Identification of immune-related biomarkers for predicting neoadjuvant chemotherapy sensitivity in HER2 negative breast cancer via bioinformatics analysis

Introduction

Breast cancer (BC) ranks number one among all female malignancies, with 281,550 new diagnoses in 2021, accounting for 30% of all female cancer cases (1). With recent advances in medical treatments, the mortality rate of BC patients continues to decrease, and in 2021, the mortality rate was 15% (1). One of the key treatment strategies for BC is neoadjuvant chemotherapy (NAC), which refers to chemotherapy before surgery. NAC aims to reduce the tumor size, thereby facilitating surgery in otherwise inoperable patients or patients for whom breast-conserving surgery is not an option (2,3). In recent years, increasing numbers of BC patients have undergoing NAC with favorable results (4).

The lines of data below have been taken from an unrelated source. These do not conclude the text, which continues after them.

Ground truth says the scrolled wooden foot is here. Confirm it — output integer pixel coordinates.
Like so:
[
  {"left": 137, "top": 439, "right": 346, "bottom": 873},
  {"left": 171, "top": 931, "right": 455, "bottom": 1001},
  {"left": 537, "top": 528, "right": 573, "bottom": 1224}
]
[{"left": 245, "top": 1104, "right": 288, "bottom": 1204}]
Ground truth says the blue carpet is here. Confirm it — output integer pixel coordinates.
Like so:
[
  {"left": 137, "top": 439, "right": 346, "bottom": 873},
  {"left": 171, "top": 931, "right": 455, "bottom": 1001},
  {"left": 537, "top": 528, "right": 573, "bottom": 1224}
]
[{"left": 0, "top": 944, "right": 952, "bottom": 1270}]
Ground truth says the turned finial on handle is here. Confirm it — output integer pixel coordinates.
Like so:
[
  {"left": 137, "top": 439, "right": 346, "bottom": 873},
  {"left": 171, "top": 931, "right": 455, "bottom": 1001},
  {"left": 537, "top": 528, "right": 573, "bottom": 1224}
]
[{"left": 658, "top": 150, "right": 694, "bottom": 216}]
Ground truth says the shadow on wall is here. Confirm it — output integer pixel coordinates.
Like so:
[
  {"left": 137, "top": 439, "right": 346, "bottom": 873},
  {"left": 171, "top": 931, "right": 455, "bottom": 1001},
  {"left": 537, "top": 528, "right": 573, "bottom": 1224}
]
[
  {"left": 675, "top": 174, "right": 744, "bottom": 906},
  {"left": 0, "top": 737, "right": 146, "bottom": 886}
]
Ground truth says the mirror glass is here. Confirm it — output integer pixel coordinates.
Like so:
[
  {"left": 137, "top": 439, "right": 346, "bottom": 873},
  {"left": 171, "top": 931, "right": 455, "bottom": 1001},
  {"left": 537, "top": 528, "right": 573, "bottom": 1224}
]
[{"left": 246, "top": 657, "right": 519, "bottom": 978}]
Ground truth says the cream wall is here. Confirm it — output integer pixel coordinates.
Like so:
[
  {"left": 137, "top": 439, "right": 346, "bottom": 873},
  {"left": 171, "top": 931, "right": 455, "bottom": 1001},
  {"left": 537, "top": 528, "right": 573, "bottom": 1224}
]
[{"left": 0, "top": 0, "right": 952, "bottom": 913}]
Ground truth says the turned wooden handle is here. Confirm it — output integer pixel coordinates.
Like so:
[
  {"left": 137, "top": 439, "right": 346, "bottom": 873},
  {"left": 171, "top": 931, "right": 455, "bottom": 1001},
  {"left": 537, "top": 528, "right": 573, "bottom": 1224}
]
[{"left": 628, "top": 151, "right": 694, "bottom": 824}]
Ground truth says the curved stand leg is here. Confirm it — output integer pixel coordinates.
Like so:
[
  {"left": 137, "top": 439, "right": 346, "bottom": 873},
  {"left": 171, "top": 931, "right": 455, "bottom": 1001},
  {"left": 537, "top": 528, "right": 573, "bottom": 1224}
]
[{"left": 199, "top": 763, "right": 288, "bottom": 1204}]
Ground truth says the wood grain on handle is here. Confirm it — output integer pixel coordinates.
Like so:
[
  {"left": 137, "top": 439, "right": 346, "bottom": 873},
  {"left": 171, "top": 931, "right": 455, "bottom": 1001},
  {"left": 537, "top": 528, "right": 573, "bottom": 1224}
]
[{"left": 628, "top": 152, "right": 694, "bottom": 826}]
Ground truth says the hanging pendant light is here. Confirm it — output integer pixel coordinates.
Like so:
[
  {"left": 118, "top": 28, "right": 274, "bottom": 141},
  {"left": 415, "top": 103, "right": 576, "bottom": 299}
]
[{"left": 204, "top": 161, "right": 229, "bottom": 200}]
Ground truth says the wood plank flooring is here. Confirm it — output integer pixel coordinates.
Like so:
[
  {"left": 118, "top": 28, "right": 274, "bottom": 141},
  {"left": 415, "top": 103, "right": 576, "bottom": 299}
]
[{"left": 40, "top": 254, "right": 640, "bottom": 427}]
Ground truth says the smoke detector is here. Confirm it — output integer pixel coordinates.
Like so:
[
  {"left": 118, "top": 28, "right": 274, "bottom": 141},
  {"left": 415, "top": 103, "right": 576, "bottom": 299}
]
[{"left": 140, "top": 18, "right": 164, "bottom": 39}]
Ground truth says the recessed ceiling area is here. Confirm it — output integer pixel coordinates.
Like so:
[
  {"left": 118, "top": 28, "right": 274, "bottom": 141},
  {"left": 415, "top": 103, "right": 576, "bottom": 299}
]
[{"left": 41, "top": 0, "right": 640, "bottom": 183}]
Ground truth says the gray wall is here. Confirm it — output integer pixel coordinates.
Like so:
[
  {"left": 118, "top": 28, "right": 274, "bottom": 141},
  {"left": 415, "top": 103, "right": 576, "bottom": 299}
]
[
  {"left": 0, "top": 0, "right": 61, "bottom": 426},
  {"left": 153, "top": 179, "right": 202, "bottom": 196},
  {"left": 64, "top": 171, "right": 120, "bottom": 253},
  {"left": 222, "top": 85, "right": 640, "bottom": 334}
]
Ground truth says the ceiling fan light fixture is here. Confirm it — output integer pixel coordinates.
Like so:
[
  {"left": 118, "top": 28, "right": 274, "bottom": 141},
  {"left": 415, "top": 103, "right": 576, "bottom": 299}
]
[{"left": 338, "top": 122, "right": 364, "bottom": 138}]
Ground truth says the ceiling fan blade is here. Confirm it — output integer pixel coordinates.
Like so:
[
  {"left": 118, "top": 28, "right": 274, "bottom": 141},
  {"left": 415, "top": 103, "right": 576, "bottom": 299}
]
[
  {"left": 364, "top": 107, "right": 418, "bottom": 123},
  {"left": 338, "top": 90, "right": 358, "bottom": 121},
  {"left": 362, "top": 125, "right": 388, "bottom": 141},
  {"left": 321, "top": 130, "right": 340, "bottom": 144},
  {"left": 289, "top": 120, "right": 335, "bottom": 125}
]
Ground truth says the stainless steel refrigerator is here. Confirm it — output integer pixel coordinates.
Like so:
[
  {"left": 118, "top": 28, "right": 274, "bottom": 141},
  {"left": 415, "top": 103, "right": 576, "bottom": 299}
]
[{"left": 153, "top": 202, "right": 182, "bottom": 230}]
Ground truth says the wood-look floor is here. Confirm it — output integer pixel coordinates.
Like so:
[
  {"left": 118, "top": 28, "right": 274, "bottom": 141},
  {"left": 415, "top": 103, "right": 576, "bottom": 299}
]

Human epidermal growth factor receptor 2 (HER2) is an important therapeutic target for breast cancer (5). HER2 is a specific antigen expressed on breast cancer tumor cells. Combined with anti-HER2 drugs such as trastuzumab, it can mediate antibody-dependent cell-mediated cytotoxicity (ADCC) effect and kill tumor cells (6). In the past 10 years, anti-HER-2 target therapy has significantly improved the prognosis of breast cancer, and about 75% of metastatic HER2-positive patients who undergo NAC can achieve pathological complete response (pCR) (7). However, about 70–80% of BC patients are HER2-negative, and the response of these patients to NAC is much lower than that of HER2 positive patients (8,9). For HER2-negative patients, including intracavitary and triple-negative breast cancer (TNBC) patients, in the reason of the lack of specific therapeutic targets for breast cancer cells by traditional anthracycline and paclitaxel drugs, conventional chemotherapy regimens can only achieve pCR in about 20–40% of patients (10-12). The low pCR rate of HER2-negative BC patients necessitates the search for novel biomarkers to identify which patients are likely to acquire pCR after NAC. Cancer immunotherapy is a treatment that identifies and attacks cancer cells by manipulating the immune system (13). There have been some breakthroughs in a variety of solid malignant tumors and hematological malignant tumors (13). Immunotherapy in BC patients mainly aims to block antibodies against programmed death 1 (PD-1)/programmed death ligand 1 (PD-L1), and this has been shown to achieve strong local tumor control and lasting response in BC patients (14). While immunotherapy is suitable for a portion of TNBC patients, at present, there are no effective immunotherapy drugs for the treatment of luminal BCs (15,16). For patients with HER-negative BC, study has shown that the expression of maternal embryonic leucine zipper kinase (MELK) in breast cancer is related to immune cell infiltration and pCR after NAC (17).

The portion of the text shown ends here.